In NSW’s Byron Bay, for instance, prices rose by a staggering 37 per cent, in Western Australia’s Port Hedland by 30.4 per cent, Queensland’s Noosa region by 18 per cent, Victoria’s Mornington Peninsula by 14.6 per cent and South Australia’s Yorke Peninsula by 13.6 per cent.
The danger then is investing in a location that’s already at its capital growth peak, or beyond its peak.
“Those places have been so popular, they’re booming, but investors may find they’re paying over the odds for property there,” says John Moore, general manager of the Property Investors Association.

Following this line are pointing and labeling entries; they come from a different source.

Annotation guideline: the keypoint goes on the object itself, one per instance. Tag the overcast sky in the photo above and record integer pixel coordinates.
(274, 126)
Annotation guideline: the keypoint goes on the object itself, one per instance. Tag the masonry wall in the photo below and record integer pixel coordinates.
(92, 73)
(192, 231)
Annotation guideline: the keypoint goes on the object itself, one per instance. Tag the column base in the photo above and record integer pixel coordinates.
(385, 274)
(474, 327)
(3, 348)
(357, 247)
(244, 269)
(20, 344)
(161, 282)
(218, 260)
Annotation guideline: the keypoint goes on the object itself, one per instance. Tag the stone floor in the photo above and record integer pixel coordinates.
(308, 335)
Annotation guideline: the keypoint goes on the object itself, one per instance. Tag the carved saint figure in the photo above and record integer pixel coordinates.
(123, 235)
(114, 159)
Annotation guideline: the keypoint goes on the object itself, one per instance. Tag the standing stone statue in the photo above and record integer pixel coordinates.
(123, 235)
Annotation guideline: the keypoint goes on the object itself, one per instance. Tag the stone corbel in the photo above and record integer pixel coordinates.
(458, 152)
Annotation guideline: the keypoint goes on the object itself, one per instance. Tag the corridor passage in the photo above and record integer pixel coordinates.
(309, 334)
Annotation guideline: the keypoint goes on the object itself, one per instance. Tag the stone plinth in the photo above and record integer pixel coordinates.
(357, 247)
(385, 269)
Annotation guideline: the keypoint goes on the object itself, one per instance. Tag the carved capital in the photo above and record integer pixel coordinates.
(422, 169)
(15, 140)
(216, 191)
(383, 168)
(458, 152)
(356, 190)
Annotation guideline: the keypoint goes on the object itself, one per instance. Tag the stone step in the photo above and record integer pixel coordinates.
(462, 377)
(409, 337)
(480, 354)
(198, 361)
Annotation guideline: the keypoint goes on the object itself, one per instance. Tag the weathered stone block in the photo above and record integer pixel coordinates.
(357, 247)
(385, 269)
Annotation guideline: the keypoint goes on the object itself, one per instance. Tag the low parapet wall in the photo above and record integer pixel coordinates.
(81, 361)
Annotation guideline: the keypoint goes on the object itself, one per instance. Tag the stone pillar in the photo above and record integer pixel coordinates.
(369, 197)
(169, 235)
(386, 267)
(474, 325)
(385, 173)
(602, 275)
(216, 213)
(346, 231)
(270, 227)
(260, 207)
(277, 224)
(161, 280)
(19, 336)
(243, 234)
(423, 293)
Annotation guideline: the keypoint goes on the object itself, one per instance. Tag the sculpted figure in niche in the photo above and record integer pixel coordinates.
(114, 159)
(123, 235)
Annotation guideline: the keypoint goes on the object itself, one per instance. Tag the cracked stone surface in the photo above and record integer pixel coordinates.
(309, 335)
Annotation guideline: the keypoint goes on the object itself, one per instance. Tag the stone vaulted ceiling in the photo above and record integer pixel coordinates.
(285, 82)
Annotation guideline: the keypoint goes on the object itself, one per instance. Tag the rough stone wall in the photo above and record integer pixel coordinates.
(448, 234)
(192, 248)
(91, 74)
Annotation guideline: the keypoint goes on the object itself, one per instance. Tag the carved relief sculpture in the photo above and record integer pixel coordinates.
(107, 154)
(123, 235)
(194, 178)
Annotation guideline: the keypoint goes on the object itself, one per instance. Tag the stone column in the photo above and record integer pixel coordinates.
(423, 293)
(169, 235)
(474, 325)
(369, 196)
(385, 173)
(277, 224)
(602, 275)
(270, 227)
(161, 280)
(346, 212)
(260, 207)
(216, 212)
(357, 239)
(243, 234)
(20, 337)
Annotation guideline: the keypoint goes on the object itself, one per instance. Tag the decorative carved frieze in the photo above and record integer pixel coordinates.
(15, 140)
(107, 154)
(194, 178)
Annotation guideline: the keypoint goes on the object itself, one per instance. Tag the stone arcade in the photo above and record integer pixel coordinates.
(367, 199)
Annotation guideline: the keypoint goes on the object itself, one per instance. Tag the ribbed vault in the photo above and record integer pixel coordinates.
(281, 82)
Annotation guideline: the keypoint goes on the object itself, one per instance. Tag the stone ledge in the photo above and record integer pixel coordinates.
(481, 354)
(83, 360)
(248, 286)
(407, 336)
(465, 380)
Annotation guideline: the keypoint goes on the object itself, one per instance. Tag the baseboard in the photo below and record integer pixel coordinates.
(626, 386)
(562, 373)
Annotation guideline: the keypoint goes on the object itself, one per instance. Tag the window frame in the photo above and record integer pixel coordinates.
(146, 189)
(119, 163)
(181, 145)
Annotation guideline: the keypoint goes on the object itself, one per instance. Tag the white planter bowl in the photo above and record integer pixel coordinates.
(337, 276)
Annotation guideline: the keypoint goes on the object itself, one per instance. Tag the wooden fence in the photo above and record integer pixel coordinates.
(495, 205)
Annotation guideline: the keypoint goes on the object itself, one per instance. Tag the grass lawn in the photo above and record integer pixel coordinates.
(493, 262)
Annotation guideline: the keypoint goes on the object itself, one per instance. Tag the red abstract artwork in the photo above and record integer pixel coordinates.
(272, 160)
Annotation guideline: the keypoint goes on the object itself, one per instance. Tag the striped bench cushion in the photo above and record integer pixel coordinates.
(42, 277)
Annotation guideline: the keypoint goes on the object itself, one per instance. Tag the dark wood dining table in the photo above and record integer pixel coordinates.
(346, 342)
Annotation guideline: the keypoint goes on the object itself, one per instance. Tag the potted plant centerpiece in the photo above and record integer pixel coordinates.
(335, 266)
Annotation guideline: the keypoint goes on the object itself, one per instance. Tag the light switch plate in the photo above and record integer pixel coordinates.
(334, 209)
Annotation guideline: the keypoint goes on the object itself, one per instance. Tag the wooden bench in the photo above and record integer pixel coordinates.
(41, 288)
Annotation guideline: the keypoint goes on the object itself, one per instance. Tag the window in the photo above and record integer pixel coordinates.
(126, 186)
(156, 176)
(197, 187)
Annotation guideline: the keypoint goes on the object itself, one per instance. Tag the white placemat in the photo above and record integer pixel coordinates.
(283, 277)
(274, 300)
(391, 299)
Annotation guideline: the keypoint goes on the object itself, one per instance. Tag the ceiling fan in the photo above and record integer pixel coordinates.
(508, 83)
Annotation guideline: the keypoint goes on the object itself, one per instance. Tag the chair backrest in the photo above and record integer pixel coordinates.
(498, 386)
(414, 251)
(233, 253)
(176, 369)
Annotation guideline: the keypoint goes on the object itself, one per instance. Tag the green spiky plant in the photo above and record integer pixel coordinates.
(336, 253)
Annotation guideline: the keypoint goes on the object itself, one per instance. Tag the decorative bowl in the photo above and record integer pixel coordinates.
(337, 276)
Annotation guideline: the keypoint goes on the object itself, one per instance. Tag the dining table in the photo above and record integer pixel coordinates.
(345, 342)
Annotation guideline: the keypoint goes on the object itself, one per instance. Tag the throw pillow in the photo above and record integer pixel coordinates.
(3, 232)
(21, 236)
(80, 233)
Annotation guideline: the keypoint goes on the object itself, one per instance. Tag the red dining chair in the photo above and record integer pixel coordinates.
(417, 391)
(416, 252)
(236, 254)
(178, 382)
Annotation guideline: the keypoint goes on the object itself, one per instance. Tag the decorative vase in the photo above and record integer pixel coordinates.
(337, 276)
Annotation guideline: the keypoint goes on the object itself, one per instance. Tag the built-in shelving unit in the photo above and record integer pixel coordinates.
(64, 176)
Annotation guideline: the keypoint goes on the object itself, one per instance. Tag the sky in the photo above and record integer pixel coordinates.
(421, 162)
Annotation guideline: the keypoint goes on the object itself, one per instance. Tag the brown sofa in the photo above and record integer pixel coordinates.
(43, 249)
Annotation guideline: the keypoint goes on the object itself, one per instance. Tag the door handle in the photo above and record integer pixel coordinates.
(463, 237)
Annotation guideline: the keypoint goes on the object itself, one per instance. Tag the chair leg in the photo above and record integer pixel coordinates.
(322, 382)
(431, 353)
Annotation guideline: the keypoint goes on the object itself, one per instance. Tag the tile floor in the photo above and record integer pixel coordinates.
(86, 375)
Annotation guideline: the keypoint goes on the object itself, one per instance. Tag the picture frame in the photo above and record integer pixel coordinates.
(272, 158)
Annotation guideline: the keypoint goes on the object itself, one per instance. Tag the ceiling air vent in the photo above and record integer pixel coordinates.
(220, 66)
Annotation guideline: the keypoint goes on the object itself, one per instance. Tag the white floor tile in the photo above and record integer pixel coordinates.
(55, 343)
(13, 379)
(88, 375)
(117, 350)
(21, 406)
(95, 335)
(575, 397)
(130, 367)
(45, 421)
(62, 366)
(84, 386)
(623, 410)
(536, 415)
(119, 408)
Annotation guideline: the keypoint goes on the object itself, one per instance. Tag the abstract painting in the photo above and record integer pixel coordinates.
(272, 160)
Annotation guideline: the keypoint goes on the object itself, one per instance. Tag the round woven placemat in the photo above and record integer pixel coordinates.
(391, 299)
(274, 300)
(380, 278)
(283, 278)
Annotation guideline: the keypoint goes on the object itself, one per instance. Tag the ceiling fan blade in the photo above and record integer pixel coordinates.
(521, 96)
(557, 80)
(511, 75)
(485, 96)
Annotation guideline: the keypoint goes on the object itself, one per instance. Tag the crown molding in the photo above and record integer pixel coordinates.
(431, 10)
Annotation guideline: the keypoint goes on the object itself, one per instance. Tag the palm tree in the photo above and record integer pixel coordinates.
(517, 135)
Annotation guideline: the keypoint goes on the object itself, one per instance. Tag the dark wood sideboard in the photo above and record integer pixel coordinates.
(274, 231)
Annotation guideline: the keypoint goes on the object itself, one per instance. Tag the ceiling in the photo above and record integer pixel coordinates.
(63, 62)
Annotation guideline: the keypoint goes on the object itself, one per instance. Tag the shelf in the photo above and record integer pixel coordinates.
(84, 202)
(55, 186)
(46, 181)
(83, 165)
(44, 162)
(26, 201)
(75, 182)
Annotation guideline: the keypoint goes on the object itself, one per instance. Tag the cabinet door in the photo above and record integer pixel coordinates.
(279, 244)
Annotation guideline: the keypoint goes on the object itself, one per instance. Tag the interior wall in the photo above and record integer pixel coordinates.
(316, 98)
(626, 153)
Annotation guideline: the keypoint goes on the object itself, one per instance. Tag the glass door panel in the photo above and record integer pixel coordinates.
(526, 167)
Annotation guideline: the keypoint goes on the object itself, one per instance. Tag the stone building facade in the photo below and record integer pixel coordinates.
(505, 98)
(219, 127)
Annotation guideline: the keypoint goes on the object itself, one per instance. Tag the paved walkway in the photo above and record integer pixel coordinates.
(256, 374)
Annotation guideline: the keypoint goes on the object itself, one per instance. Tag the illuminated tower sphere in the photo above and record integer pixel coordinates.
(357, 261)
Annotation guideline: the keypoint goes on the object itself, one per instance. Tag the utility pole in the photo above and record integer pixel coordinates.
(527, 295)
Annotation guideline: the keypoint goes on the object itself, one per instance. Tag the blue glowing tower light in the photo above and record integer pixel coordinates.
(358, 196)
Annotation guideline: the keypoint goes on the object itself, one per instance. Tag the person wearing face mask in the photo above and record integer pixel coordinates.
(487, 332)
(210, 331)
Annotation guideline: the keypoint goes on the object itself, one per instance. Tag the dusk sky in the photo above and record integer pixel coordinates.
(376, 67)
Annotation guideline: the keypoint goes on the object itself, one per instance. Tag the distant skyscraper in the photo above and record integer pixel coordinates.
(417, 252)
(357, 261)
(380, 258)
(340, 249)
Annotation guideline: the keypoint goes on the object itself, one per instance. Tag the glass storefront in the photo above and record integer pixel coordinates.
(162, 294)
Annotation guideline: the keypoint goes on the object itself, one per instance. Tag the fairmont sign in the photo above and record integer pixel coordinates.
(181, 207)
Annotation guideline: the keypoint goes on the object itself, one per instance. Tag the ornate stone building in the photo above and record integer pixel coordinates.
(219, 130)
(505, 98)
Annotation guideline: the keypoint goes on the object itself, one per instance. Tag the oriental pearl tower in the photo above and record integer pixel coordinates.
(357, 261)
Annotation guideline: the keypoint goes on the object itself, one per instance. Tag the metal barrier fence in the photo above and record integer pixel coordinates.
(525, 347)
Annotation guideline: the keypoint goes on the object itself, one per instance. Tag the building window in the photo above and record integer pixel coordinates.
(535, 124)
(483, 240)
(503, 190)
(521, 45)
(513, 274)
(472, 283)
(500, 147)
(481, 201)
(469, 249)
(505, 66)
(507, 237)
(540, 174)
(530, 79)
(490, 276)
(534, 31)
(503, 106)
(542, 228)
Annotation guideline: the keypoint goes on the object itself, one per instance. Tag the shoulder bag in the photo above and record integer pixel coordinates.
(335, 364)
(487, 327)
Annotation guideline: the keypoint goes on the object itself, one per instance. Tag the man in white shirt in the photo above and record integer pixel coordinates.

“That might be difficult if tourism drops off or there aren’t the amenities you need for the demographic that wants to rent properties long-term at the coast – like schools for families or health services for older people.”
It’s for those kinds of reasons that Domain senior research analyst Dr Nicola Powell suggests investors look at areas close, or similar, to those that have shown record growth instead – Ballina rather than Byron, the Sunshine Coast beyond Noosa, and Warrnambool on Victoria’s south coast.
“Ballina is like Byron’s poorer cousin, which has experienced good price growth, but still lower than Byron,” says Dr Powell.
“In Victoria, Warrnambool hasn’t had the hype of the Mornington Peninsula, but that’s still popular, while in Queensland, the Sunshine Coast would be my pick because it has a strong pull for retirees and will still see a flow of residents from the eastern states.
“They all have good fundamentals in that they’re close to transport and roads, the ocean and beach, and have good family facilities.”
Investors should always look for those basics, advises Suburbanite property valuer and investment adviser Anna Porter.
If the plan is to Airbnb the property, check the competition and maintenance costs.
“Otherwise, you need to find out whether there are enough potential long-term tenants in the area you’re targeting, with jobs and attractions for them to choose to live there,” she says.
“Don’t get swept away by a place; remember it has to be a sustainable investment for you.”